CRM tool returns structured excerpt: status, owner, last 3 public notes (cap 800 tokens)
Policy RAG: max 6 chunks, MMR dedupe, citation IDs not full paragraphs
History: verbatim last 4 turns + rolling summary refreshed every 6 turns
Hard stop at 28 K input; overflow triggers emergency summarize-and-retry once
Logged budget_evictions per ticket for tuning

Results: Median input tokens 31 K → 19 K; cost per resolution $0.42 → $0.26; first-contact resolution 61% → 72%; truncation errors 8% → 0.3%. Escalations to humans fell because the model stopped losing account IDs buried in turn 6.

Technique decision table

Scenario	Prefer	Avoid
Long support / sales threads	Rolling summary + anchor turns	Full verbatim history every turn
SQL / log tool agents	Structured excerpt + row cap	LLM summary of raw JSON only
Single-shot Q&A	Tight RAG top-k, minimal system	Loading entire knowledge base
15+ step coding agent	Step ledger + external file state	Re-sending all file contents each step
Sub-100 ms latency SLA	Small budget, fewer tools exposed	On-the-fly summarization every turn
Regulated audit trail	Full logs in DB; budgeted view to model	Dropping history without archival

Pitfalls

Summarization amnesia — summaries drop ticket IDs, SKU codes, or negation (“do not refund”). Validate with entity retention tests.
Over-compression before action — agent never sees the row it needs; cap compression only after confirming the model has enough to decide.
Tool schema bloat — 40 tools × 400 tokens each consumes budget before any user text.
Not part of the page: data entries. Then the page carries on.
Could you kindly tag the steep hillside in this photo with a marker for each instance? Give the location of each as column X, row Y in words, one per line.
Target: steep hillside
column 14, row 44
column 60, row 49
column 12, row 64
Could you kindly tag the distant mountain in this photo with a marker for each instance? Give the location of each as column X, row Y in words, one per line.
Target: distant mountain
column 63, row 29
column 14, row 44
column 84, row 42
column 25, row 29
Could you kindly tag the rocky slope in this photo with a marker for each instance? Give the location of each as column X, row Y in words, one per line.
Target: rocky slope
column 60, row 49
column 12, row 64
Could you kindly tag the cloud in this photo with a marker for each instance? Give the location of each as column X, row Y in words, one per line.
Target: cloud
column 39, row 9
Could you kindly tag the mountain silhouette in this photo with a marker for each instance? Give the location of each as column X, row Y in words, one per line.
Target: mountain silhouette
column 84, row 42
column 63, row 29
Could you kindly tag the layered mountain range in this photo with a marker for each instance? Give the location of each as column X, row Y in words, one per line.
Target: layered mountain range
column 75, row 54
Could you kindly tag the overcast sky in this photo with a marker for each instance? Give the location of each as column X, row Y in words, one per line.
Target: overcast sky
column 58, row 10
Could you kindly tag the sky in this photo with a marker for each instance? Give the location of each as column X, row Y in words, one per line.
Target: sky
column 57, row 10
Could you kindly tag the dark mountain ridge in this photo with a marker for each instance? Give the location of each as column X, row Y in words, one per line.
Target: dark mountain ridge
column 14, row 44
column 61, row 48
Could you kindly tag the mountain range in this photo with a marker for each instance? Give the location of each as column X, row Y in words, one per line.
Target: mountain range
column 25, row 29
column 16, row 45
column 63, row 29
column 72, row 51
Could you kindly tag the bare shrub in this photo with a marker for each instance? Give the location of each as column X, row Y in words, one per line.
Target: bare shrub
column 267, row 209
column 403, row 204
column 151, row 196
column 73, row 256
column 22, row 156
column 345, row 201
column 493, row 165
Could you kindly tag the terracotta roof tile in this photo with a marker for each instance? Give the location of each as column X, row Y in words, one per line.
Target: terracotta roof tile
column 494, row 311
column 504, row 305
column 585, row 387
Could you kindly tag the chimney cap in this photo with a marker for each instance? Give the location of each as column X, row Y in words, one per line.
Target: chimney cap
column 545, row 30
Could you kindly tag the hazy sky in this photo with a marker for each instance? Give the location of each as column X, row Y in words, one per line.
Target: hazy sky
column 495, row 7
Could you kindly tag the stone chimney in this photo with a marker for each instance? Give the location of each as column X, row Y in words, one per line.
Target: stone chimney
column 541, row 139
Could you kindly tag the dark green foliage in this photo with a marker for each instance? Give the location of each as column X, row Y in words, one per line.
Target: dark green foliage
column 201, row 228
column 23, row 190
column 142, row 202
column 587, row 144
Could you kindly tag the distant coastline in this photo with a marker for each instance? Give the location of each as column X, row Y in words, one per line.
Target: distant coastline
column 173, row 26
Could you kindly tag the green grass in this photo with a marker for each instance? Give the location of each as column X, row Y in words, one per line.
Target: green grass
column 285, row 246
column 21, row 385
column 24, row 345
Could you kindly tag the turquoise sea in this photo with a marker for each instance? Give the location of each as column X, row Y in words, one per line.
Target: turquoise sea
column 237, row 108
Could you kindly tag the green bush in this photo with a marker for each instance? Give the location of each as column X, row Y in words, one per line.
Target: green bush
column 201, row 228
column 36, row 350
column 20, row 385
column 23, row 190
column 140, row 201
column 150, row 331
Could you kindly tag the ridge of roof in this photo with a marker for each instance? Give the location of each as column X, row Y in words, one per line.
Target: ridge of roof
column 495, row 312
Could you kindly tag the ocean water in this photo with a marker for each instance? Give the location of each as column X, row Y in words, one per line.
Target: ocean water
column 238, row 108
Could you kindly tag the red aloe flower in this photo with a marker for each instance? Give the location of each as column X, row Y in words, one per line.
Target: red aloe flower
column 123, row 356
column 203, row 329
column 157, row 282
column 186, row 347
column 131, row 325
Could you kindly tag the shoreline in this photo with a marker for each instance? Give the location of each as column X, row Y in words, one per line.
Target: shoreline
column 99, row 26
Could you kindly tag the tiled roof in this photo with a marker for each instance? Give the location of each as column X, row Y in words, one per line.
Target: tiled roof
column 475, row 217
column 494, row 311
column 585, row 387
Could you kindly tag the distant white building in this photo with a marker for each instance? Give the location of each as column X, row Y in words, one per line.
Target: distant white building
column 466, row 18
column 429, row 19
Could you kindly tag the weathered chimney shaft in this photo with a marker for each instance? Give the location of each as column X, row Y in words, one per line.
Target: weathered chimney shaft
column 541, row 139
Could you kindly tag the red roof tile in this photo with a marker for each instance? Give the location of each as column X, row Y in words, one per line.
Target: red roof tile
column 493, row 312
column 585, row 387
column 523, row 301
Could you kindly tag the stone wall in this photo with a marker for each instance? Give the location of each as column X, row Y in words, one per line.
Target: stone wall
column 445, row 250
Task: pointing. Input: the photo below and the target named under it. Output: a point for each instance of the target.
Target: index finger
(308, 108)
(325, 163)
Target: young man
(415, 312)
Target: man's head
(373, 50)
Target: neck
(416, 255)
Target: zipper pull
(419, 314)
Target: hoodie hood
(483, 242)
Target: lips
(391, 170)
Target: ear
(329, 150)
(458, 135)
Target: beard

Use dynamic tool routing or grouped tools.
Duplicate RAG — same policy chunk retrieved every turn; dedupe by document ID and freshness.
Budget without telemetry — you cannot tune caps you do not measure; log tokens per layer per turn.
Confusing window size with budget — 200 K context invites slow, expensive, unfocused prompts.
Evicting corrections — user fixes (“wrong account”) must be anchor-pinned or the agent repeats mistakes.
Cache-unfriendly ordering — mutating system prompt breaks prefix cache; keep static content stable.

Production checklist

Define max input tokens per agent class (include output reserve).
Allocate fixed caps per layer: system, tools, RAG, history, current turn.
Implement tool-result excerpting before model injection.
Set summarization trigger on history token count or turn count.
Pin anchor turns (intent, corrections, last tool success).
Log tokens per layer, evictions, and truncation events every turn.
Archive full traces externally for audit even when the model sees summaries.
Test entity retention after summarization on real ticket samples.
Expose dynamic tool subsets when tool schemas exceed 20% of budget.
Align budget metrics with cost-per-resolved-task, not per-call averages.
Load-test P95 prompt size under worst-case tool payloads.
Document overflow behavior: fail closed, summarize-and-retry, or escalate.

Key takeaways

Context budgeting is a product control, not just a provider limit.
Tool results usually dominate growth; compress them before history.
Rolling summaries plus anchor turns beat blind sliding windows.
Harbor Support cut cost 38% and improved resolution 11 points with explicit caps.
Measure tokens per layer; tune budgets with eviction telemetry.